Science Translational Medicine ◽

10.1126/scitranslmed.aat5580 ◽

2019 ◽

Vol 11 (475) ◽

pp. eaat5580 ◽

Cited By ~ 57

Author(s):

Ruchi Sharma ◽

Vladimir Khristov ◽

Aaron Rising ◽

Balendu Shekhar Jha ◽

Roba Dejene ◽

...

Keyword(s):

Stem Cell ◽

Retinal Pigment Epithelium ◽

Pigment Epithelium ◽

Retinal Pigment ◽

Age Related Macular Degeneration ◽

Clinical Grade ◽

Functional Validation ◽

Age Related

Considerable progress has been made in testing stem cell–derived retinal pigment epithelium (RPE) as a potential therapy for age-related macular degeneration (AMD). However, the recent reports of oncogenic mutations in induced pluripotent stem cells (iPSCs) underlie the need for robust manufacturing and functional validation of clinical-grade iPSC-derived RPE before transplantation.

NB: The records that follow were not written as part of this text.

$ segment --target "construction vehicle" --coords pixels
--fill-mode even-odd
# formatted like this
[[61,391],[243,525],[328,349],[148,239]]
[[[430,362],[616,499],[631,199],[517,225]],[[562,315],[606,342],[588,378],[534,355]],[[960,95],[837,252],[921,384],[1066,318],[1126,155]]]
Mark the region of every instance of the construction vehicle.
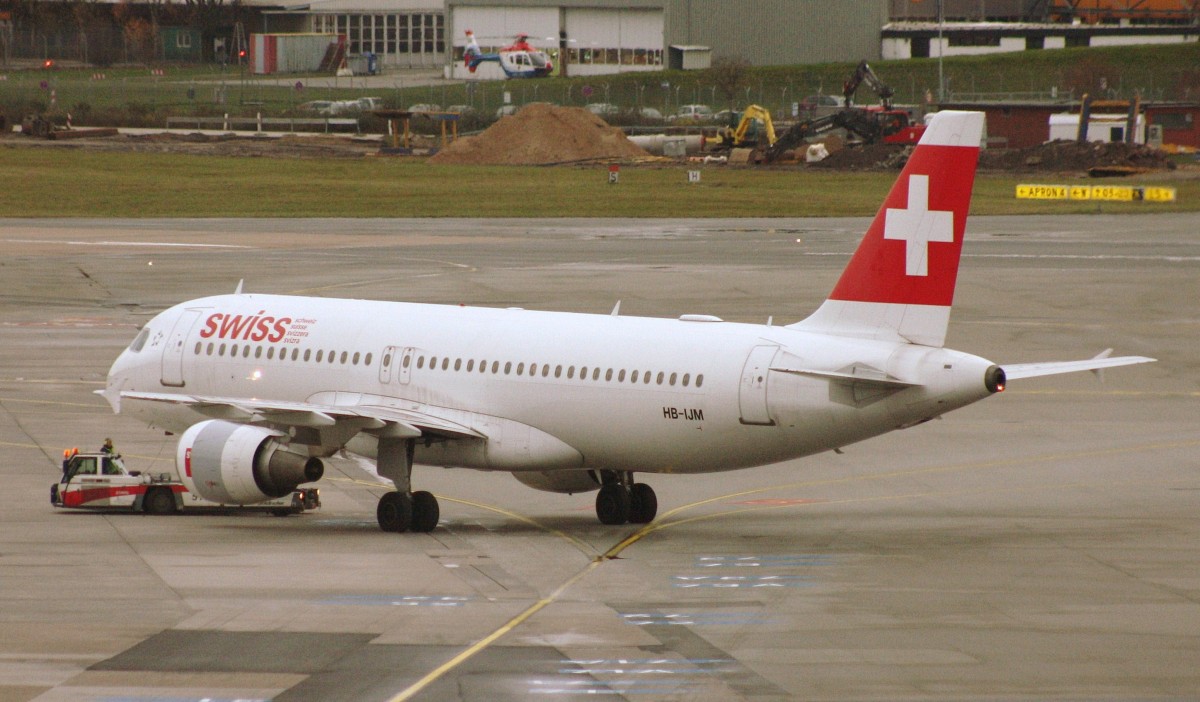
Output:
[[713,151],[728,151],[743,148],[769,148],[775,143],[775,125],[770,121],[767,108],[757,104],[742,110],[737,125],[716,130],[715,143],[710,142]]
[[[858,86],[866,83],[880,96],[878,106],[854,107]],[[906,110],[892,106],[895,91],[880,80],[866,61],[859,61],[854,73],[842,84],[845,107],[833,114],[800,120],[784,132],[763,154],[763,161],[779,160],[785,151],[834,130],[845,130],[863,144],[916,144],[925,125],[913,124]]]
[[276,516],[287,516],[320,506],[320,491],[316,487],[296,488],[290,494],[253,505],[223,505],[188,492],[174,473],[148,475],[131,472],[125,468],[120,456],[70,449],[62,454],[62,478],[50,486],[50,504],[59,508],[150,515],[169,515],[204,506],[240,511],[266,510]]

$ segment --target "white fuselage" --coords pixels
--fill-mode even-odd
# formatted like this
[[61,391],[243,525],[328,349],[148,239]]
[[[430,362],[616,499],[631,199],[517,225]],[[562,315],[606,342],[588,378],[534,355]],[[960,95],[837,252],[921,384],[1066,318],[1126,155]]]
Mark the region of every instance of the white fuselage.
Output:
[[[418,463],[511,472],[745,468],[836,449],[990,394],[990,364],[977,356],[701,316],[236,294],[172,307],[140,338],[113,365],[107,395],[419,413],[485,438],[420,442]],[[864,370],[913,386],[854,383]],[[211,416],[128,398],[120,410],[174,432]],[[367,433],[347,445],[368,456],[373,446]]]

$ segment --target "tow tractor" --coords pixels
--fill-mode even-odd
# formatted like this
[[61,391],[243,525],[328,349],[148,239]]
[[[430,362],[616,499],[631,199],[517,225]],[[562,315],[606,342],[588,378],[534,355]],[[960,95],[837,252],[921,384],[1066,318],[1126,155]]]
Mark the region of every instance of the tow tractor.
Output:
[[193,508],[226,508],[268,510],[276,516],[287,516],[319,508],[320,491],[316,487],[301,487],[293,490],[290,494],[253,505],[224,505],[188,492],[173,473],[144,474],[126,469],[118,455],[68,449],[62,455],[62,478],[50,486],[50,504],[149,515],[170,515]]

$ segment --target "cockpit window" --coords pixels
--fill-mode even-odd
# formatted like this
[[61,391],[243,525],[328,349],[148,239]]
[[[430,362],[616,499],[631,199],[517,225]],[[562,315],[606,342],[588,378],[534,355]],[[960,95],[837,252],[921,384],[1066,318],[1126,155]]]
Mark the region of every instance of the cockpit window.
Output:
[[133,340],[133,343],[130,344],[130,350],[133,353],[142,350],[142,347],[146,344],[148,338],[150,338],[150,328],[144,326],[142,328],[142,331],[137,335],[137,337]]

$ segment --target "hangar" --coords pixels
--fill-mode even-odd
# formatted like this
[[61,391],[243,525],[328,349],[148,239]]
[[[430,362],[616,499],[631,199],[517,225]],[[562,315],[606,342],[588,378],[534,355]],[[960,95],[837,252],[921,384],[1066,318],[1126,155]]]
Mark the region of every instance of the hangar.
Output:
[[484,50],[523,34],[559,71],[589,76],[683,68],[690,55],[757,66],[878,59],[888,0],[757,0],[736,11],[726,0],[312,0],[264,20],[266,31],[343,34],[350,54],[446,66],[454,78],[470,77],[468,29]]

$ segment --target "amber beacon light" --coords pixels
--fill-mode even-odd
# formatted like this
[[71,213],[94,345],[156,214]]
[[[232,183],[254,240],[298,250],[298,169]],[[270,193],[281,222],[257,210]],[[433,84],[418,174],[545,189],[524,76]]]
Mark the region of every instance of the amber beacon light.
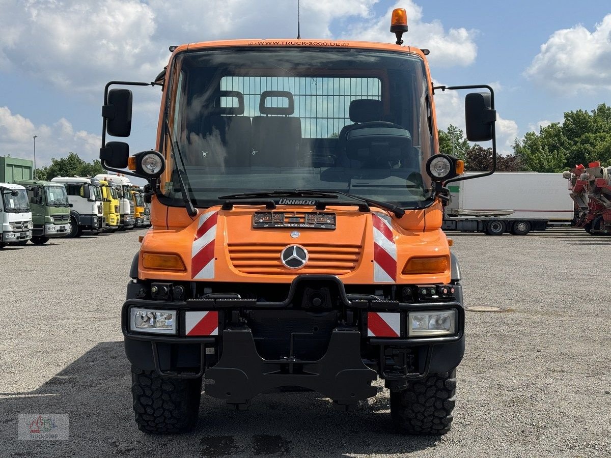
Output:
[[390,31],[397,37],[397,44],[403,45],[403,40],[401,38],[408,31],[408,13],[403,8],[395,8],[392,10]]

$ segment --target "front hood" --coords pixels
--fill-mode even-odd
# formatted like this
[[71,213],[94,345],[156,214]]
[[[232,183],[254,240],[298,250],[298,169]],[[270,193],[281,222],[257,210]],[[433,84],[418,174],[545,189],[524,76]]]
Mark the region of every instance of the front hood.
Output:
[[[274,211],[304,213],[302,207]],[[335,228],[255,228],[252,209],[210,209],[186,228],[149,230],[142,241],[141,253],[178,254],[186,272],[144,269],[141,259],[140,278],[290,283],[297,275],[318,274],[336,275],[346,284],[449,283],[449,262],[441,274],[401,273],[411,257],[449,256],[447,239],[441,230],[407,230],[384,211],[336,208],[326,213],[335,214]],[[286,258],[295,253],[292,247],[285,263],[281,258],[283,250],[292,245],[306,252],[298,250],[298,257],[307,257],[299,268],[287,266]]]

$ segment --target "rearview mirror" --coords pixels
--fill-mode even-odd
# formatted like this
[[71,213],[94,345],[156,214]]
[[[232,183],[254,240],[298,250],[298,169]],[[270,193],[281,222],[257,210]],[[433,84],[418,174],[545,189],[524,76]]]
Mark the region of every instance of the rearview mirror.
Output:
[[490,93],[467,94],[464,99],[464,114],[468,140],[487,142],[492,140],[496,111],[492,109]]
[[130,145],[125,142],[109,142],[100,150],[100,159],[112,169],[126,169],[130,157]]
[[131,133],[132,94],[129,89],[111,89],[102,116],[106,120],[106,132],[113,137],[129,137]]

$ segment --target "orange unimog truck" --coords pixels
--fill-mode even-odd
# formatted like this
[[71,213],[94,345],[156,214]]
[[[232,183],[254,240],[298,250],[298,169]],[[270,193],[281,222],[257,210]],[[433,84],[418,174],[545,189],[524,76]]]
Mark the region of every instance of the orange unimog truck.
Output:
[[[433,87],[428,50],[401,45],[405,11],[392,21],[397,44],[172,46],[154,82],[106,85],[102,164],[149,183],[122,310],[142,431],[192,427],[202,387],[240,409],[311,390],[348,410],[378,377],[398,431],[450,429],[464,311],[440,228],[464,177],[437,154],[434,94],[486,90],[466,96],[467,136],[496,158],[494,96]],[[116,85],[163,88],[156,150],[106,142],[131,131]]]

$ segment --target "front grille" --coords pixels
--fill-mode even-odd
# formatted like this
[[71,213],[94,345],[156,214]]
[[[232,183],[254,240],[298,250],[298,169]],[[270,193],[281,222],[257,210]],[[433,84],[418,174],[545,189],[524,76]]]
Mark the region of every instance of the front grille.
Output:
[[299,244],[308,251],[305,267],[296,270],[284,266],[280,253],[284,244],[229,244],[229,258],[240,272],[251,275],[294,275],[319,274],[341,275],[354,271],[360,259],[360,245]]
[[11,223],[13,225],[13,227],[15,228],[13,230],[15,232],[21,232],[21,231],[25,231],[27,229],[27,221],[19,221],[16,223]]

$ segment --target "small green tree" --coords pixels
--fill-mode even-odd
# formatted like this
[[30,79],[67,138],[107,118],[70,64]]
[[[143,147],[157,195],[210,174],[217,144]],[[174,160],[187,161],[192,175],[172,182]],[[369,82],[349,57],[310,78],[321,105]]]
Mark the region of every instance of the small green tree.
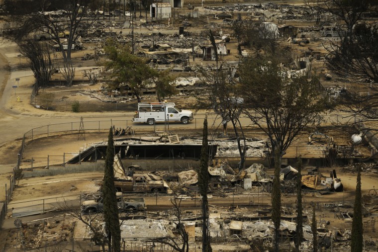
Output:
[[312,232],[312,251],[318,251],[318,230],[316,224],[316,212],[315,210],[315,204],[312,206],[312,218],[311,223],[311,231]]
[[298,174],[296,176],[296,230],[295,231],[295,251],[299,252],[299,246],[303,236],[303,207],[302,206],[302,159],[298,158]]
[[161,72],[154,81],[156,85],[156,96],[159,102],[162,99],[178,93],[175,80],[176,78],[171,74],[169,70]]
[[113,164],[114,155],[113,129],[110,127],[108,136],[102,184],[103,215],[105,220],[105,229],[109,241],[109,252],[120,252],[121,251],[121,229],[119,227],[118,209],[114,182],[114,172]]
[[361,165],[357,166],[357,184],[353,206],[353,220],[352,222],[351,252],[362,252],[364,247],[364,230],[362,226],[362,196],[361,195]]
[[198,185],[199,194],[202,196],[202,251],[211,252],[209,231],[209,208],[207,191],[210,175],[208,171],[209,163],[209,146],[207,142],[207,117],[203,120],[202,148],[199,168],[198,171]]
[[112,71],[112,88],[118,88],[122,84],[127,84],[140,102],[141,89],[159,76],[155,69],[147,65],[149,59],[132,54],[127,45],[111,39],[106,40],[104,49],[109,60],[100,61],[99,64]]

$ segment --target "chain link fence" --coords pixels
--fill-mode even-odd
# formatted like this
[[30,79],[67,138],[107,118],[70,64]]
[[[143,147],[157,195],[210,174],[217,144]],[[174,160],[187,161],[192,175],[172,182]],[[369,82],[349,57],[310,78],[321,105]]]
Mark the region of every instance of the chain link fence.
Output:
[[135,103],[112,101],[105,102],[97,100],[80,101],[49,99],[45,96],[30,96],[31,104],[37,108],[49,110],[72,112],[132,111],[137,108]]

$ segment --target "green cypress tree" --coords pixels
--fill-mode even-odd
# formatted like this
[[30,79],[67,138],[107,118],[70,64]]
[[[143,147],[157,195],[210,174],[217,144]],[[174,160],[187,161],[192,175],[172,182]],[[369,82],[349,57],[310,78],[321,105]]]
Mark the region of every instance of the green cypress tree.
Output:
[[302,242],[303,233],[303,207],[302,206],[302,159],[298,158],[298,174],[296,175],[296,230],[295,231],[295,251],[299,252],[299,245]]
[[108,136],[105,170],[102,184],[103,197],[103,215],[105,229],[107,234],[109,252],[121,251],[121,229],[118,219],[118,209],[114,186],[114,172],[113,163],[114,160],[114,143],[111,127]]
[[209,146],[207,142],[207,117],[203,120],[202,148],[199,169],[198,171],[198,185],[199,194],[202,196],[202,251],[211,252],[209,231],[209,209],[207,190],[210,175],[207,170],[209,163]]
[[318,251],[318,230],[316,225],[316,212],[315,210],[315,204],[312,206],[312,219],[311,223],[311,231],[312,232],[312,251]]
[[281,189],[280,182],[281,155],[278,148],[275,150],[275,175],[272,188],[272,220],[275,226],[275,251],[279,252],[280,225],[281,223]]
[[357,184],[356,186],[355,204],[353,207],[353,220],[352,222],[351,252],[362,252],[364,238],[362,226],[362,196],[361,195],[361,166],[357,167]]

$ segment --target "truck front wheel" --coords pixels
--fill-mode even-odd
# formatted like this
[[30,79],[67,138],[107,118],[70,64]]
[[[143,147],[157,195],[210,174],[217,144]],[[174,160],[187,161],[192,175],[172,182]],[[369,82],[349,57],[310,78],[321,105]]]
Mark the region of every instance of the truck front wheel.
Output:
[[155,120],[153,119],[149,119],[147,120],[147,123],[148,123],[149,125],[153,125],[155,124]]
[[95,213],[96,209],[94,208],[94,207],[91,207],[90,208],[88,208],[88,209],[87,209],[87,212],[90,214],[93,214],[94,213]]
[[183,124],[188,124],[189,122],[189,118],[188,117],[183,117],[181,118],[181,122]]

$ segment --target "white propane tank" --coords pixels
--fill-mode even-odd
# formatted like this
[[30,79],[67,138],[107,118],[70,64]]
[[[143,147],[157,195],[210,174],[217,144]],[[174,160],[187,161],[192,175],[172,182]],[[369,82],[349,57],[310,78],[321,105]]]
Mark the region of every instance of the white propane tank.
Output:
[[361,136],[357,134],[354,134],[352,135],[352,142],[353,144],[360,144],[362,142],[362,137]]

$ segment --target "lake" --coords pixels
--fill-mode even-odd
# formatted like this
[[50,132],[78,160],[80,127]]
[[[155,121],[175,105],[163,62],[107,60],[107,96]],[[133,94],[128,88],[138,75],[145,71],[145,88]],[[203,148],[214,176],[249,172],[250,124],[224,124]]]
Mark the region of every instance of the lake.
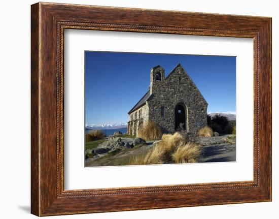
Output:
[[[90,129],[85,129],[85,133],[87,133],[89,131],[91,131]],[[127,132],[127,128],[122,128],[118,129],[103,129],[101,131],[106,136],[113,135],[115,132],[120,131],[123,134],[126,133]]]

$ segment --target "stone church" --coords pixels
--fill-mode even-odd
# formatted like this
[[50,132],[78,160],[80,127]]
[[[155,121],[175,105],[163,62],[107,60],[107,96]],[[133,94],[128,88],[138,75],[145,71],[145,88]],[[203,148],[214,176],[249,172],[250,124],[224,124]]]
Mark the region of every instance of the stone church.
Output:
[[128,113],[127,132],[136,135],[141,126],[153,121],[164,133],[196,133],[207,124],[207,105],[180,64],[165,78],[164,69],[156,66],[150,72],[148,91]]

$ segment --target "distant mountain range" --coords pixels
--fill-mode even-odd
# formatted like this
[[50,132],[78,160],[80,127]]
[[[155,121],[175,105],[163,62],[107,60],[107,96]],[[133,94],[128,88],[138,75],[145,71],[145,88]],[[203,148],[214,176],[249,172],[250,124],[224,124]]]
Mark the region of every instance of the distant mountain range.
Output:
[[86,129],[92,130],[119,129],[125,129],[125,128],[127,128],[126,122],[106,123],[103,124],[91,124],[89,125],[87,125],[87,124],[85,124]]
[[208,113],[208,115],[210,115],[212,118],[215,115],[220,115],[223,116],[226,116],[230,121],[236,119],[236,114],[234,112],[215,112]]

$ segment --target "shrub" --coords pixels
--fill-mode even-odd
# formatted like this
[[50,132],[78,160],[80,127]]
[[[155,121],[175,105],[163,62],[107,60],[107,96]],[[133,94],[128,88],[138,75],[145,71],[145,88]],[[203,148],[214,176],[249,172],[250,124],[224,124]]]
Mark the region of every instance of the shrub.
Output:
[[220,115],[215,115],[212,119],[212,123],[216,123],[221,126],[222,131],[223,131],[225,127],[229,123],[228,118],[226,116],[223,116]]
[[101,130],[91,130],[85,135],[85,142],[89,142],[96,140],[99,140],[106,137]]
[[188,142],[182,147],[178,147],[172,154],[175,163],[196,163],[202,158],[202,147],[200,144]]
[[236,127],[235,126],[234,126],[232,128],[232,131],[231,132],[231,134],[233,134],[234,135],[236,135]]
[[183,136],[177,132],[163,135],[162,140],[145,154],[132,158],[131,165],[193,163],[201,157],[201,146],[186,143]]
[[212,137],[213,136],[213,131],[211,128],[205,126],[198,131],[198,135],[202,137]]
[[216,123],[212,123],[210,125],[210,128],[212,129],[212,130],[213,130],[213,132],[217,132],[218,133],[223,133],[223,130],[222,129],[222,127],[219,124],[217,124]]
[[160,139],[162,130],[154,122],[149,121],[140,128],[137,137],[146,140]]

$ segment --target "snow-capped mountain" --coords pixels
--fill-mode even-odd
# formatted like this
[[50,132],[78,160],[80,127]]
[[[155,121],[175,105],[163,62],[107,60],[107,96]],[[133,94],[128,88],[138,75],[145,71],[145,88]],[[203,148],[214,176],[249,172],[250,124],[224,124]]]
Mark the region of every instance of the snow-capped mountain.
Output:
[[220,115],[223,116],[226,116],[228,118],[229,120],[233,120],[236,119],[236,113],[235,112],[214,112],[212,113],[210,112],[208,115],[211,115],[212,117],[214,116],[215,115]]
[[119,129],[127,128],[127,122],[104,123],[102,124],[85,124],[85,128],[88,129]]

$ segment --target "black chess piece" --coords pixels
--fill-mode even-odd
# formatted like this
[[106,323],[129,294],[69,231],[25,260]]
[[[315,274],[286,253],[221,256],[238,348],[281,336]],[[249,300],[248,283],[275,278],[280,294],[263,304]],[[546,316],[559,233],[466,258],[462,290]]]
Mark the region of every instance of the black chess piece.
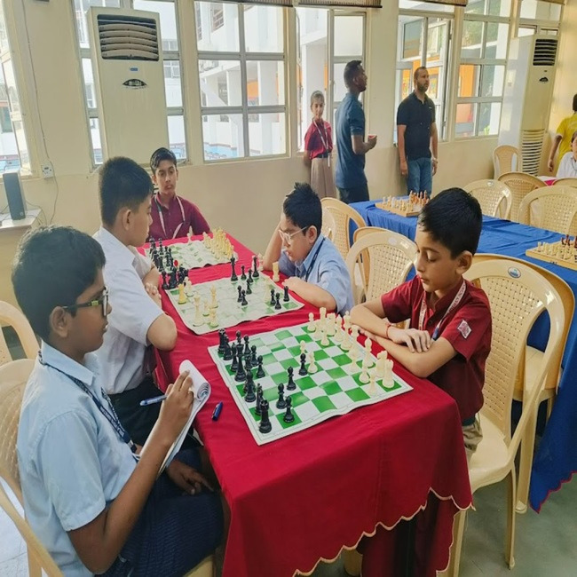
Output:
[[239,277],[236,276],[236,270],[234,269],[234,263],[236,263],[236,258],[231,257],[231,268],[233,269],[233,273],[231,274],[231,281],[236,282],[239,280]]
[[309,372],[306,370],[306,366],[304,364],[305,362],[306,362],[306,355],[304,352],[302,352],[301,353],[301,368],[298,369],[298,374],[299,375],[308,375]]
[[295,391],[296,385],[295,384],[295,379],[293,378],[293,373],[295,369],[292,367],[288,367],[287,373],[288,374],[288,382],[287,383],[287,391]]
[[233,364],[231,365],[231,370],[236,371],[236,369],[239,367],[239,359],[237,356],[238,347],[236,346],[236,344],[233,344],[233,346],[231,347],[231,351],[233,352]]
[[279,390],[279,399],[276,401],[276,407],[284,408],[287,406],[287,401],[284,398],[284,384],[282,384],[282,383],[279,383],[278,390]]
[[260,415],[260,404],[263,402],[263,387],[257,385],[257,404],[255,405],[255,414]]
[[257,362],[258,363],[258,368],[257,369],[257,378],[262,379],[265,376],[265,369],[263,368],[263,355],[258,355],[257,357]]
[[271,420],[268,418],[268,401],[263,399],[260,401],[260,423],[258,423],[258,431],[262,433],[271,432],[273,425]]
[[255,396],[255,382],[252,376],[252,371],[249,369],[247,371],[247,394],[244,396],[244,400],[247,403],[252,403],[256,400],[257,397]]
[[286,403],[287,411],[282,415],[282,420],[285,423],[294,423],[295,422],[295,415],[293,415],[293,412],[292,412],[293,399],[290,397],[287,397],[285,399],[285,403]]
[[239,365],[236,368],[236,374],[234,375],[234,380],[237,383],[244,383],[244,381],[247,378],[247,374],[244,370],[244,367],[242,365],[242,354],[241,354],[241,352],[237,352],[237,357],[239,360]]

Here, we developed oncogenic mutation-free clinical-grade iPSCs from three AMD patients and differentiated them into clinical-grade iPSC-RPE patches on biodegradable scaffolds. Functional validation of clinical-grade iPSC-RPE patches revealed specific features that distinguished transplantable from nontransplantable patches. Compared to RPE cells in suspension, our biodegradable scaffold approach improved integration and functionality of RPE patches in rats and in a porcine laser-induced RPE injury model that mimics AMD-like eye conditions. Our results suggest that the in vitro and in vivo preclinical functional validation of iPSC-RPE patches developed here might ultimately be useful for evaluation and optimization of autologous iPSC-based therapies.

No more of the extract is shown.